Went to the Swedish store today to pick up a few bits I’d ordered online. Here it’s not really a shop at all, just a place to collect goods sent from Mallorca, and a tiny showroom across the range. This picture shows three quarters of that space.
I used to go back to the homeland for visits 2-3 times a year before it transformed into Brexsh*t plague island, and although the highlights were seeing family and friends and the latest wonders to be seen in Liverpool and other points north, another must-do was the Ikea Experience. Lots of happy memories there of when the kids were little and could be entertained in the kids section and stuffed with meatballs in the restaurant. Later on, a 20-something younger daughter taking me on a perilous wheelchair ride through the aisles and taking a nap in a big metal bin full of pillows. More recently, going there with elder daughter to enjoy tea and cakes in the semi-hidden upstairs cafe. I remember getting crockery and pans there for firstborn when he left to go to university, and again for secondborn because she wanted new things rather than his castoffs. I ought to be more like her. Going alone was also an indulgent treat; taking as long as I liked to people watch, amass a trolley full of impulse buys (who can resist the Plant of the Week, scented tealights, arty bric-a-brac, synthetic flowers and yet more picture frames?). The people-watching, while avoiding the noisy undiscipled kids, could be bittersweet. I’d see a young couple planning how to furnish their first house together, and feel a frisson of envy as I’d never been in a position to do that, each house we lived in providing some left-behind furniture which though not great, was too good to throw out when money was tight.

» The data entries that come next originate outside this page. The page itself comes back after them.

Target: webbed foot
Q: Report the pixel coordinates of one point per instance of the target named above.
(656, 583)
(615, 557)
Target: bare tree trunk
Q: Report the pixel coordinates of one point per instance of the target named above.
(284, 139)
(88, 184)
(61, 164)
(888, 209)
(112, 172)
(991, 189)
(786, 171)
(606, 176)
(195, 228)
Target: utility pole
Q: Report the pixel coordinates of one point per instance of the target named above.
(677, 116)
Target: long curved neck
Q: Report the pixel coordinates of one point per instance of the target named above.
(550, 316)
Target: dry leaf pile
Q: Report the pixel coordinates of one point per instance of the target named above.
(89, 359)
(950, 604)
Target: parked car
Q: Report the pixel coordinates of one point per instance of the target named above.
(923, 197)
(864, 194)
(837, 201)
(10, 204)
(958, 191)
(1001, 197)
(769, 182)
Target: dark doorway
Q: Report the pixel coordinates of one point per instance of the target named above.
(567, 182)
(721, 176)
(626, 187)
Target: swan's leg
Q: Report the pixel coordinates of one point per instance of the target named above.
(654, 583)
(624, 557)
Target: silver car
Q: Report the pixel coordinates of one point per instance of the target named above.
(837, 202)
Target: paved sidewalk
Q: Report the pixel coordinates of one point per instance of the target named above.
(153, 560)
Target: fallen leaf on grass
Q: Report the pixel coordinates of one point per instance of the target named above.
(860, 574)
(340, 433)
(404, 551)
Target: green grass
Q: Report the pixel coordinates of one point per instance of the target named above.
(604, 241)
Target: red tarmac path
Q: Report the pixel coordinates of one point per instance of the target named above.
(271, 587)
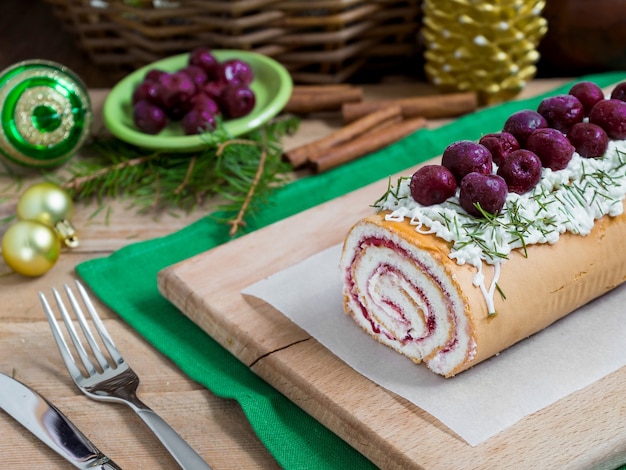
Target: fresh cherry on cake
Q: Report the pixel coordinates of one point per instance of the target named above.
(177, 89)
(147, 90)
(521, 170)
(561, 111)
(500, 145)
(204, 58)
(522, 123)
(153, 75)
(588, 93)
(197, 74)
(487, 191)
(432, 184)
(466, 156)
(202, 100)
(148, 117)
(619, 92)
(199, 119)
(552, 148)
(610, 115)
(237, 101)
(235, 72)
(589, 140)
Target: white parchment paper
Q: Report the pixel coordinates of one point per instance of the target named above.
(476, 404)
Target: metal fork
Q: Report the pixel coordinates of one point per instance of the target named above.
(115, 382)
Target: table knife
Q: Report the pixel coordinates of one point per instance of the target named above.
(50, 425)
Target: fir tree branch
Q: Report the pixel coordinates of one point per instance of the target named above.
(238, 221)
(240, 171)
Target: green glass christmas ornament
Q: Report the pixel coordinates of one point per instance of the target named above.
(45, 112)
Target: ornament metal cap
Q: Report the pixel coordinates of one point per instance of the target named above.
(45, 113)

Even today I’m living with previous occupants’ leftovers, although part of my order today was some new handles for the kitchen cupboards, a small gesture to try to make them mine. I felt a bit distressed about throwing away the previous perfectly good handles, but have resolved that by deciding to take them to a charity shop. Most of my problem stems from growing up at a time when frugality was the norm, and necessary. Nothing was ever wasted or just thrown away. Mum made our clothes and would mend, alter or repurpose them into something else, finally ending up in rag rugs which she made on a canvas frame.
Here ends the trip down memory lane, triggered by something as mundane as being in a shop which ought by rights, but doesn’t, sell ice cream and hot dogs by the exit.